İstanbul Özel Yetkili Cumhuriyet Başsavcılığı tarafından yürütülen “Balyoz Harekat Planı” soruşturması kapsamında tutuklanan Eski Birinci Ordu Komutanı emekli Orgeneral Çetin Doğan'ın Avukatı Celal Ülgen, Vatan'a konuştu.
DÖRET PLAN DA SORULDU
Ülgen, müvekkiline savcılık ifadesinde hazırlanan 100 sorunun yaklaşık 60'ının sorulduğunu söyledi. Avukat Celal Ülgen müvekkiline savcılık ifadesinde ‘Oraj', ‘Suga', ‘Sakal' ve ‘Çarşaf' eylem planları ile bir ilgisi veya bilginin olup olmadığının sorulduğunu söyledi.
TARAF'TA BİLE OKUMADIM
Avukat Ülgen, müvvekilinin buna “Hayır kesinlikle böyle bir şey yok. Bunları ilk kez burada duyuyorum. Hatta, Taraf gazetesinde yayımlandığı zaman bile çok asap bozucu bir şey olduğu için o zaman bile okumadım” şeklinde vecap verdiğini belirtti.
'HARP OYUNU'NU ANLATTI
Avukat Ülgen müvvekiline sorulan bir başka sorunun ise “Balyoz Harekat Planı” ile “Harp Oyunu”na ilişkin olduğunu söyledi. Müvekkilinin ifadesinin büyük bir bölümünü bu iki konu arasındaki farkı anlatmaya ayırdığını söyleyen avukat Ülgen müvekkili Doğan'ın bu soruya şöyle yanıt verdiğini aktardı: “Balyoz düzmece bir belge. Harp Oyunu ise resmi bir jenerik senaryo. Olası bir savaş durumunda veya tehdit durumunda birinci ordunun yeri değiştirilerek sınıra kaydırılır.

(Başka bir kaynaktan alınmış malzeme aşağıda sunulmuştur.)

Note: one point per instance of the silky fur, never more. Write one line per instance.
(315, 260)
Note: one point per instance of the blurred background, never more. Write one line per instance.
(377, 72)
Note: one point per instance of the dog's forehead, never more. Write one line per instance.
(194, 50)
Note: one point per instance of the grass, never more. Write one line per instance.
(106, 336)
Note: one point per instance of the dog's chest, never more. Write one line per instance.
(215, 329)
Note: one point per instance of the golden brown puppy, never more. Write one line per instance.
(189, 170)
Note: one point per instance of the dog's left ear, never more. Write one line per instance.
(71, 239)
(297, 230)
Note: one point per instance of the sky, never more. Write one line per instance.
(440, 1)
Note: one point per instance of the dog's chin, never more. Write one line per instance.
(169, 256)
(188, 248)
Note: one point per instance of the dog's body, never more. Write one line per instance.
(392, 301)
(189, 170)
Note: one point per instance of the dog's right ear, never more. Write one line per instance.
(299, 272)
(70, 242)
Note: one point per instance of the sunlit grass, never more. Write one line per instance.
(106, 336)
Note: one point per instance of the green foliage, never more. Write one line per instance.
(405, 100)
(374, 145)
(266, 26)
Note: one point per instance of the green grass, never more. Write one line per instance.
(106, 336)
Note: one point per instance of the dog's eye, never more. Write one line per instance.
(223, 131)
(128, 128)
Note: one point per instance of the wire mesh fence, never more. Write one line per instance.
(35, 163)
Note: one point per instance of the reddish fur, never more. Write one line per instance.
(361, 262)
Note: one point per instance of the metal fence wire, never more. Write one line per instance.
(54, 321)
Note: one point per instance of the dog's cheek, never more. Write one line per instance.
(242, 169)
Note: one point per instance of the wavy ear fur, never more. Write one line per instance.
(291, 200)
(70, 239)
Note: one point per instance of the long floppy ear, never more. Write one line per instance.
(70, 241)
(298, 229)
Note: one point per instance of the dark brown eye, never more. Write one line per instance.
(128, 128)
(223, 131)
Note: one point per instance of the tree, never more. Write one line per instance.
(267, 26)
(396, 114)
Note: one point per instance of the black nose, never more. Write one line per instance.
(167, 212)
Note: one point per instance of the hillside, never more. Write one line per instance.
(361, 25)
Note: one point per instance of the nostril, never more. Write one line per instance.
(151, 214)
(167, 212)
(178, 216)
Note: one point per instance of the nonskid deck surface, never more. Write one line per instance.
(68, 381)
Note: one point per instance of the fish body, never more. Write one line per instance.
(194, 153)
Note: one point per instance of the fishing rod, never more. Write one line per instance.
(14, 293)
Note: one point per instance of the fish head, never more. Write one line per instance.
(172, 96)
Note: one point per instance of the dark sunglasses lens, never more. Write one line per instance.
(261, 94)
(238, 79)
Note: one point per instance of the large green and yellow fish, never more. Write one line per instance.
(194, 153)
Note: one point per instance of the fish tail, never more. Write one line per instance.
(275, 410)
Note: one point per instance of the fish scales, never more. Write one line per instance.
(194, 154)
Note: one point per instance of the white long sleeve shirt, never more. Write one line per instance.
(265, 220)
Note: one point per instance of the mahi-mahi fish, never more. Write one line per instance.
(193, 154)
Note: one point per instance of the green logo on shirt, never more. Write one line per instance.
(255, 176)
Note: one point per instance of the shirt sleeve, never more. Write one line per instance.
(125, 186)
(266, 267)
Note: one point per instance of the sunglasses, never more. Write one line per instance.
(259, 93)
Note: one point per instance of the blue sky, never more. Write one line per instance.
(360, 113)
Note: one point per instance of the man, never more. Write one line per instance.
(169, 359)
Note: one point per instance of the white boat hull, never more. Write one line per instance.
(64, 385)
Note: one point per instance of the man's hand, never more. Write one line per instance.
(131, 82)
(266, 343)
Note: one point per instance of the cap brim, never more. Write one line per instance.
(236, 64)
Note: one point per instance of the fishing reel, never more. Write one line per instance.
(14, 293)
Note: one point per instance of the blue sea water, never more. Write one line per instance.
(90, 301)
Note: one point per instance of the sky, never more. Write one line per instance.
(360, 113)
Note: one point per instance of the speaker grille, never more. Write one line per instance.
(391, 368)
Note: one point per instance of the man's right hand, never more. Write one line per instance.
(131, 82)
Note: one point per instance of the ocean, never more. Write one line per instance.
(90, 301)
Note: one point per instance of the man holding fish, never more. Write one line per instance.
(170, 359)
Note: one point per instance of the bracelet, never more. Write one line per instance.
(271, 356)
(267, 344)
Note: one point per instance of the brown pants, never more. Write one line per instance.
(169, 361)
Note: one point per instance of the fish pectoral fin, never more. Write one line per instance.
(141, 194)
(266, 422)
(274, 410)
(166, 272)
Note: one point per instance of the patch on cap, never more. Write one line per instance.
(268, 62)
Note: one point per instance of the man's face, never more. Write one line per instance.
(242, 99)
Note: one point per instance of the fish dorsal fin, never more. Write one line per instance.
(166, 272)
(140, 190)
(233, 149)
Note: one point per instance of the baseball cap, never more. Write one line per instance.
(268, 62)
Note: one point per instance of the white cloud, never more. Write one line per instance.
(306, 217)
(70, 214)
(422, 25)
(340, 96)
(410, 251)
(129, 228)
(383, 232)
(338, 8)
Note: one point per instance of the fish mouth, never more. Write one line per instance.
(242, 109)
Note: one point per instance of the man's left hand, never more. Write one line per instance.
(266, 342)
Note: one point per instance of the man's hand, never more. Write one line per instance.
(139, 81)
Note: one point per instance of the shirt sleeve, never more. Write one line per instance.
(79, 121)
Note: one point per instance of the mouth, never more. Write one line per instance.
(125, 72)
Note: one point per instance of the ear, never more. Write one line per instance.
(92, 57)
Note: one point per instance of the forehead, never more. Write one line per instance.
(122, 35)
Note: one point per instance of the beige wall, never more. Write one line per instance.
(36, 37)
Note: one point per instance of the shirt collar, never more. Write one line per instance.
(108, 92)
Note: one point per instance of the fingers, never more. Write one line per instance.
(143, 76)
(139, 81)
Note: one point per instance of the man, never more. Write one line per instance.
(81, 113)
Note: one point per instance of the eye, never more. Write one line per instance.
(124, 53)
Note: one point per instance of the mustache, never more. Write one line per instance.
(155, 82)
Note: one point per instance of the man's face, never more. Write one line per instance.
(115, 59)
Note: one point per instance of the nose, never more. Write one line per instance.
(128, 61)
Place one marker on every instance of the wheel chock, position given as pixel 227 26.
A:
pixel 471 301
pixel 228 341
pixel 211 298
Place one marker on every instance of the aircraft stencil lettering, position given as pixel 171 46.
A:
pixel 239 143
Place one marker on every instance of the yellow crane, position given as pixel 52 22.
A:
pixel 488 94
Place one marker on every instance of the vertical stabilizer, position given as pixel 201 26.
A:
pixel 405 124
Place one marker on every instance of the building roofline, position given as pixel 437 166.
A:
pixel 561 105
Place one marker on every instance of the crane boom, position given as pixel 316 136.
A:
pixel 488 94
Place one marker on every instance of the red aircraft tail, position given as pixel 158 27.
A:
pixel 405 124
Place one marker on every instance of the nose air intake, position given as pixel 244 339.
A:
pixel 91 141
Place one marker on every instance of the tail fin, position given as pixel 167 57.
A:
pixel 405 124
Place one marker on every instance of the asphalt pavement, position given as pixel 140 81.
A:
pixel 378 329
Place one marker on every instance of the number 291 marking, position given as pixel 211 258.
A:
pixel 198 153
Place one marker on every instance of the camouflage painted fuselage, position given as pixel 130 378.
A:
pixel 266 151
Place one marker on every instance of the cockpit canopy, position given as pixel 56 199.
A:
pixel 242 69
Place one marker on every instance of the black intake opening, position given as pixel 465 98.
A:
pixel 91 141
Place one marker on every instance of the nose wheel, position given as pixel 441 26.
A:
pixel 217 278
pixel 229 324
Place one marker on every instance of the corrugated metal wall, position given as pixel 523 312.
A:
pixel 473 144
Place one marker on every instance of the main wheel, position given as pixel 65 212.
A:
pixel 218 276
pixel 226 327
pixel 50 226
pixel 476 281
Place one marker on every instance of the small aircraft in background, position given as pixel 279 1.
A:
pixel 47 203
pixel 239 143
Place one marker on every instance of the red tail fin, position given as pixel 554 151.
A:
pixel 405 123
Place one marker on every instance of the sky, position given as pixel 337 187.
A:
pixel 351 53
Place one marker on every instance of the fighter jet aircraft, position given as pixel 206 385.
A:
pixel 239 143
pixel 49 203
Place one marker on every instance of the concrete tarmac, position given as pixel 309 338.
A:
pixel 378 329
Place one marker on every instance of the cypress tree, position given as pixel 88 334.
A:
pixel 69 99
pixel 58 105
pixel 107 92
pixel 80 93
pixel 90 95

Bu durumda Trakya Bölgesi'nde Adapazarı'na kadar bir boşluk oluşuyor. Buna 'geri bölge' denir. Bu bölgede, olası düşman sızma ve bombalaması, gerici ve bölücü kalkışmalar gibi harekatları sindirmek için geride bir kuvvet bırakılması gerekir. Bu kuvvette iki alay var. Biri Anadolu Kavağı diğeri ise Rumeli Kavağı'nda konuşlandırılmış. İki alay geri bölgede bu sayılan tehlikeleri önleyip giderecek güç olarak bekletilir. Bu jenerik seneryoda da olası en kötü durumda bu güçlerin açmazları ve sorunları neler olabilir ve nasıl giderilir bunlar tartışıldı.”
ASKERİ TEKNİĞE AYKIRI
“İddialar arasında bazı özel görevlere atanacakları söylenen kişiler var. Şuraya buraya gelecekler diye. Resmi bir seminerde bunlar görüşülmez. Bu tür iddialar eklenerek düzmece bir plan yaratılmış. 11 sayfalık belgenin altında 'Sıkıyönetim Komutanı Çetin Doğan' deniliyor. Böyle bir şey olabilir mi? Sıkıyönetim komutanları mensup oldukları görev birimi ile birlikte anılırlar. Örneğin, 'Birinci ordu sıkıyönetim komutanı' gibi. Böyle bir belgeye bu nasıl girer. Bu askeri yazım tekniğine aykırı bir yazışma.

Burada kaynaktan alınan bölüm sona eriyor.